Category MUKUTA 10 Plus DUALTRON Man
Weight ❌ Heavier, harder to lift ✅ Slightly lighter overall
Range ❌ Shorter real-world range ✅ Goes further per charge
Max Speed ✅ Higher top-end potential ❌ Slightly lower vmax
Power ✅ Stronger, dual-motor punch ❌ Single motor, softer hit
Battery Size ❌ Smaller total capacity ✅ Bigger LG battery pack
Suspension ✅ Plush dual spring setup ❌ Stiff, tyre-based comfort
Design ✅ Aggressive but practical look ✅ Iconic, outrageous hubless style
Safety ✅ Better brakes, indicators, feel ❌ Trickier handling, less forgiving
Practicality ✅ Usable commuter, easy ergonomics ❌ Lifestyle toy, less usable
Comfort ✅ Softer, less fatiguing ride ❌ Active stance, tiring long rides
Features ✅ NFC, signals, strong package ❌ Fewer daily-use extras
Serviceability ✅ Standard wheels, easy spares ❌ Hubless rim complicates work
Customer Support ❌ Newer, smaller network ✅ Established Dualtron dealers
Fun Factor ✅ Power hooligan, versatile fun ✅ Surfing, sci-fi grin machine
Build Quality ✅ Solid, refined platform ✅ Tank-like Dualtron feel
Component Quality ✅ Very good for price ✅ Premium cells, strong hardware
Brand Name ❌ Newer, less prestige ✅ Strong, established brand
Community ✅ Growing, VSETT-adjacent crowd ✅ Massive Dualtron ecosystem
Lights (visibility) ✅ Strong, with indicators ❌ Lower, needs extra lighting
Lights (illumination) ✅ Good forward lighting ❌ Lower mounting, less ideal
Acceleration ✅ Brutal dual-motor launch ❌ Strong but less explosive
Arrive with smile factor ✅ Big grin every ride ✅ Huge grin for enthusiasts
Arrive relaxed factor ✅ Calm, composed, low effort ❌ Engaging, more tiring stance
Charging speed ✅ Faster turnaround, dual ports ❌ Very slow on stock charger
Reliability ✅ Proven platform, simple wheels ✅ Robust electronics, strong frame
Folded practicality ✅ Long, manageable rectangle ❌ Bulky, awkward footprint
Ease of transport ❌ Heavy, but standard shape ❌ Awkward, still heavy
Handling ✅ Natural, scooter-like steering ❌ Odd, wide, big learning curve
Braking performance ✅ Dual hydraulics, strong bite ❌ Single disc, depends on regen
Riding position ✅ Forward, intuitive stance ❌ Sideways, niche preference
Handlebar quality ✅ Wide, confidence-inspiring ✅ Sturdy, plenty of leverage
Throttle response ✅ Tunable, very lively ❌ Less adjustable feel
Dashboard/Display ✅ Clear, modern, functional ✅ Classic Dualtron layout
Security (locking) ✅ NFC lock built-in ❌ Needs external lock only
Weather protection ❌ No stated IP rating ❌ Also no clear IP rating
Resale value ✅ Good, value-driven favourite ✅ Niche, collectible appeal
Tuning potential ✅ Common platform, mods easy ❌ Exotic wheels, fewer mods
Ease of maintenance ✅ Standard hubs, easy tyres ❌ Hubless tyre work is hard
Value for Money ✅ Huge performance per euro ❌ Pay a lot for "cool"

Overall Winner Declaration

Winner

In the Numbers Freaks Corner, the MUKUTA 10 Plus scores 8 points against the DUALTRON Man's 3. In the Author's Category Battle, the MUKUTA 10 Plus gets 32 ✅ versus 15 ✅ for DUALTRON Man (with a few ties sprinkled in).

Totals: MUKUTA 10 Plus scores 40, DUALTRON Man scores 18.

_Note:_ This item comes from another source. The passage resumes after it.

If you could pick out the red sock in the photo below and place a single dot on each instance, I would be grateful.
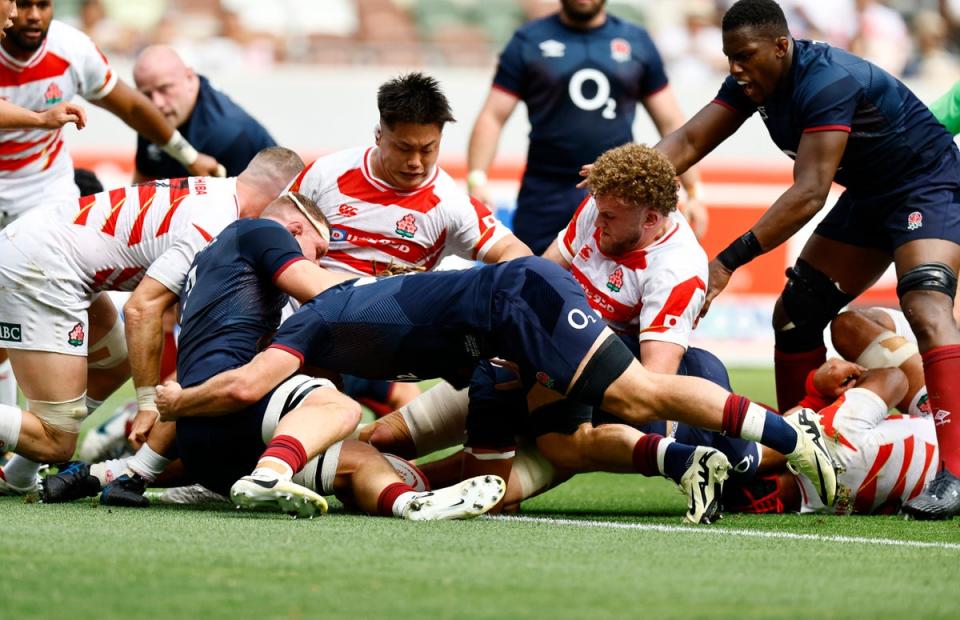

Based on the scoring, the MUKUTA 10 Plus is our overall winner. For me, the MUKUTA 10 Plus is the scooter that simply makes the most sense: it rides brilliantly, feels properly sorted, and gives you the kind of all-round confidence that makes you want to ride it every single day. It's fast, comfortable, and packed with the right features without demanding a crazy price tag. The DUALTRON Man is a fantastic piece of rolling art and a joy for the right rider, but it feels more like a glorious side dish than the main course. If you want one scooter to do almost everything and do it well, the MUKUTA 10 Plus is the one you'll actually live with - and love - the most.

That's our verdict when we try to stay objective – but hey, riding is mostly about emotions anyway, so pick the one that will make you look forward to your commute every single day.